Hurricane Ivan made landfall along the northwestern Florida and Alabama coast on September 16, 2004. It briefly reached Category 5 strength, persisting as a strong Category 4 hurricane in the Gulf of Mexico before being downgraded to a strong Category 3 at landfall by the U.S. National Hurricane Center.
A team of researchers from the University of South Florida conducted one prestorm and three poststorm beach-profile surveys to understand the morphological changes created by Ivan and also the poststorm recovery. Included in the assessment was an excavation of 46 trenches to study the characteristics and thickness of subaerial storm deposits.

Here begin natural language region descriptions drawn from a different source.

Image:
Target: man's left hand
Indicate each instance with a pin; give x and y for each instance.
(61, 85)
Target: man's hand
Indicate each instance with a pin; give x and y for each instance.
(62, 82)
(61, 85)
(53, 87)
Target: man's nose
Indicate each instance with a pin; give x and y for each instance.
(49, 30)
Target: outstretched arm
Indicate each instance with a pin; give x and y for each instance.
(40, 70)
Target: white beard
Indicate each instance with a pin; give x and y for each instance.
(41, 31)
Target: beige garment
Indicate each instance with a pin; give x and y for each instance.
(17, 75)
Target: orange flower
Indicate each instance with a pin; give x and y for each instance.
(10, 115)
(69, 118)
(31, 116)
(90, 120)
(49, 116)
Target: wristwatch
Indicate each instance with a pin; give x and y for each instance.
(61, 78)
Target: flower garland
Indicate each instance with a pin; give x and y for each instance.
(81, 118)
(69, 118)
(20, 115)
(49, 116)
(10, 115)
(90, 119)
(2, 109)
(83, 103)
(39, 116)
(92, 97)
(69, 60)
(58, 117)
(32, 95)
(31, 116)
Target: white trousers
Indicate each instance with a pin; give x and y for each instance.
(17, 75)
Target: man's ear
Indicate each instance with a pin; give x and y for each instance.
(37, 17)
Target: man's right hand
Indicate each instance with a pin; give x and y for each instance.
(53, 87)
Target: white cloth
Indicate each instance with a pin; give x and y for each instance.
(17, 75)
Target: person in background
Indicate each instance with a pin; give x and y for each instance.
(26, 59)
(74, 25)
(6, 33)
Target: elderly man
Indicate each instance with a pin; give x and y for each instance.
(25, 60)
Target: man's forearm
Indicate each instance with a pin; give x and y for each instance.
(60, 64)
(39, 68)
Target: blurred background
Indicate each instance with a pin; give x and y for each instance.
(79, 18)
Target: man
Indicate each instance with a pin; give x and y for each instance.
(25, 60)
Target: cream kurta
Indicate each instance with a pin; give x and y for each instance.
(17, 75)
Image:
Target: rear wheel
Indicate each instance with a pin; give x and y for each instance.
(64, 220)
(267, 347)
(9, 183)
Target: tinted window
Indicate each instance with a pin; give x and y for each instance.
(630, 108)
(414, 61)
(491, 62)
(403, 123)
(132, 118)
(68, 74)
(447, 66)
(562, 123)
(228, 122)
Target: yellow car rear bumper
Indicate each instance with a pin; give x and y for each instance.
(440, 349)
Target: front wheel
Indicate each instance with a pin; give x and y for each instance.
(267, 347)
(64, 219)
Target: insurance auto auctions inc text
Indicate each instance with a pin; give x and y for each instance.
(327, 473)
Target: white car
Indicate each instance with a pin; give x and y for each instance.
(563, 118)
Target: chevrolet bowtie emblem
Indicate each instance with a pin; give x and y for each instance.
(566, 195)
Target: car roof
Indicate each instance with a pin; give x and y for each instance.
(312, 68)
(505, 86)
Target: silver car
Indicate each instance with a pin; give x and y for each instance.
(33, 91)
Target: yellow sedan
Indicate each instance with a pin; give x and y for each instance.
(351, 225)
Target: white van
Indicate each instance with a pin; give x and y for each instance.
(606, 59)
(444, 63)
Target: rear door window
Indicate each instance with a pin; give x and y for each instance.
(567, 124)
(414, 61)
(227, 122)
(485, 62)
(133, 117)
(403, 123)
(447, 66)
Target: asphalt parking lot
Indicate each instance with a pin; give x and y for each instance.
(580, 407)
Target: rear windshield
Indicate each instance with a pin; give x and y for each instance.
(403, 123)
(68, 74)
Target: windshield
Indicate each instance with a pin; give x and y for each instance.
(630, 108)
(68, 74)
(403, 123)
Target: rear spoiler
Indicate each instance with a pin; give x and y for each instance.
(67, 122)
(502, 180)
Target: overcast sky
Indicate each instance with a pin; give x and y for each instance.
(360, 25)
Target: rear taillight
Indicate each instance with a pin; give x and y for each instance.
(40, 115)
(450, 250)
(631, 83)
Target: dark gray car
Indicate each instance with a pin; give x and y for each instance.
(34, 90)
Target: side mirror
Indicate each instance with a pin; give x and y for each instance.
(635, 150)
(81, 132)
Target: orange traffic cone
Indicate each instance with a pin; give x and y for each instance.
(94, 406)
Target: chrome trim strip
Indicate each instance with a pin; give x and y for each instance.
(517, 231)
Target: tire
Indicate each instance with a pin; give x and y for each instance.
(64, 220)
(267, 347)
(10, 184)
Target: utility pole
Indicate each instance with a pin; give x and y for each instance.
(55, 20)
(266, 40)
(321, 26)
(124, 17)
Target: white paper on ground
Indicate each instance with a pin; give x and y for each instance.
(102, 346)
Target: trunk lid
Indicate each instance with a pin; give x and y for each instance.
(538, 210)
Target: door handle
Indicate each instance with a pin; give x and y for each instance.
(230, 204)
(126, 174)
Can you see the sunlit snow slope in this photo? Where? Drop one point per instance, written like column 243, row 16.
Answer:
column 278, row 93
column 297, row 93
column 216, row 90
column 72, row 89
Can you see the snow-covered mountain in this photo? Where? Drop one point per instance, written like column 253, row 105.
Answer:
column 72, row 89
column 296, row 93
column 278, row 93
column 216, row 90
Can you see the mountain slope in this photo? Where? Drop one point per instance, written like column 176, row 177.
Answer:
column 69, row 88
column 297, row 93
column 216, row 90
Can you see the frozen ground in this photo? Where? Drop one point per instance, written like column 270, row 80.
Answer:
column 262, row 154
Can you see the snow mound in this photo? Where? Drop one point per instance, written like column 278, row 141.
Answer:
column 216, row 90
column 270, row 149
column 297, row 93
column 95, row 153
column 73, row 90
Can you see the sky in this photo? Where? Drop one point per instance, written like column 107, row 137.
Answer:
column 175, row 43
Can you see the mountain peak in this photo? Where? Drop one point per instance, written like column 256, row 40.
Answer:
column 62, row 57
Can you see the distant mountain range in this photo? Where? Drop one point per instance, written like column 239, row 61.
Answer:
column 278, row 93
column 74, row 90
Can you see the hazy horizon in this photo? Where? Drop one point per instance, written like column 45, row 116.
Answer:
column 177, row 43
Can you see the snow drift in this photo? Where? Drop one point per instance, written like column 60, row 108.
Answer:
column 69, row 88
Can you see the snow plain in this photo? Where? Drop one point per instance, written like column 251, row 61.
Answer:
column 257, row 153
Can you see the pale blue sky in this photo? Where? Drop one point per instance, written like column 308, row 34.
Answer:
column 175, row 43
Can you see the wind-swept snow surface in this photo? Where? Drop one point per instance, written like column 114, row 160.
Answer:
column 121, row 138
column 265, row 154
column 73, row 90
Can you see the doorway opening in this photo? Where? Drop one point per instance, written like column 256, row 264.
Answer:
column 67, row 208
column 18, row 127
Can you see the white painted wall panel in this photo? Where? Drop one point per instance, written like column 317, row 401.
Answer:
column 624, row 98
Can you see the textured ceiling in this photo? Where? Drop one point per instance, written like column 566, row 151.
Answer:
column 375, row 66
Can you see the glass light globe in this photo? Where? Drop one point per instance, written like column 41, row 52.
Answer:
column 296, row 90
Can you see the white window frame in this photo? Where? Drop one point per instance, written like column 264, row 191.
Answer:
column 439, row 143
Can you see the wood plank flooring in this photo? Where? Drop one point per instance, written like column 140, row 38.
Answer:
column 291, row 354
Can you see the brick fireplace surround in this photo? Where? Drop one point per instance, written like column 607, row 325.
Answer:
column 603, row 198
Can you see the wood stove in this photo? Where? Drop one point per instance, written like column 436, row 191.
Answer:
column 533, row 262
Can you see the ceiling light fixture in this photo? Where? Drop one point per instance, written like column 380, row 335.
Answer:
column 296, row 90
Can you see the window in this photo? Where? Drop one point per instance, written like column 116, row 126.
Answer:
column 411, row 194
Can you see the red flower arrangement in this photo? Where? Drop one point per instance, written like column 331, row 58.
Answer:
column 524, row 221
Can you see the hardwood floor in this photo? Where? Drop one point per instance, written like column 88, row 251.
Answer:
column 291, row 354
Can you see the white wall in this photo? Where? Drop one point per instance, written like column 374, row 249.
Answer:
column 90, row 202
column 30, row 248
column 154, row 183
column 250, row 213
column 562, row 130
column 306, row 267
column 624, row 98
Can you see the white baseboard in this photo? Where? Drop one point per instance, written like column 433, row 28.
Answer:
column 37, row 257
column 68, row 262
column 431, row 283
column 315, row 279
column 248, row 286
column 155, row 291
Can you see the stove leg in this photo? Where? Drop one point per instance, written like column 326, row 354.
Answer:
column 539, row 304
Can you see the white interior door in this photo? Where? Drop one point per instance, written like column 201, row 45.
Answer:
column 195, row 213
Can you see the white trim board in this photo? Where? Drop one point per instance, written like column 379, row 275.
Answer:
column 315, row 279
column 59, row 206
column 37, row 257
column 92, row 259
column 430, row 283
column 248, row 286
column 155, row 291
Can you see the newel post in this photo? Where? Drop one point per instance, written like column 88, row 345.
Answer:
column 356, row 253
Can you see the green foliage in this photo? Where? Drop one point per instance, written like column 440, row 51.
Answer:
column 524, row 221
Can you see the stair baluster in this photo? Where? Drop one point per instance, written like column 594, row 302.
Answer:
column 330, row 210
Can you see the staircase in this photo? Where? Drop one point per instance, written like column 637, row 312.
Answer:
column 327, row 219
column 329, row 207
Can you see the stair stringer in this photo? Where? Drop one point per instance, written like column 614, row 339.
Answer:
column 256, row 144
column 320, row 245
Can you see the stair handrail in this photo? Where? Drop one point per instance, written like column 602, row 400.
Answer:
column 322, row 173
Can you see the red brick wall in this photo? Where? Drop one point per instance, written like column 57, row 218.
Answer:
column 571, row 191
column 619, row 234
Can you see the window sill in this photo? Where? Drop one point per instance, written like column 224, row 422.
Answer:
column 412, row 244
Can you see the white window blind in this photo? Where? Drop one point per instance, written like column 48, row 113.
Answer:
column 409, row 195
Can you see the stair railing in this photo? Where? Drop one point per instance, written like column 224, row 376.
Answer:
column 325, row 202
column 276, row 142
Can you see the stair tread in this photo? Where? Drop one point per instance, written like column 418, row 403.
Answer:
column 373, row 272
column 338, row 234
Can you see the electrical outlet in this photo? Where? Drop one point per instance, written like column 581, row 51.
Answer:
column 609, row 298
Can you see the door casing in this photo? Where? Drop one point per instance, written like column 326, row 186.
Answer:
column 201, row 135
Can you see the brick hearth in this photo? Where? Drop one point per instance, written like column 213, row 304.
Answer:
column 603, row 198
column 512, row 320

Storm impact along barrier island coasts has been the subject of numerous studies. Because of the largely unpredictable nature of extreme storms like hurricanes, most studies concentrate on poststorm impact and behavior, whereas collection of prestorm data is typically not conducted, making it difficult to quantify the dramatic morphological impact of storms as well as poststorm recovery.
What the study found was apparent, and dramatic morphological and sedimentological impacts extended more than 300 km eastward from the center of the hurricane. Extensive inundation and overwash occurred within 100 km from the storm center at landfall. The highest elevation of beach erosion extended considerably above the measured storm-surge level, indicating that storm-wave setup and swash run-up played significant roles in controlling the elevation of beach erosion.
Beach recovery began immediately after the storm. Within 90 days, the berm crest recovered to its prestorm elevation, although it was now located 15 m landward.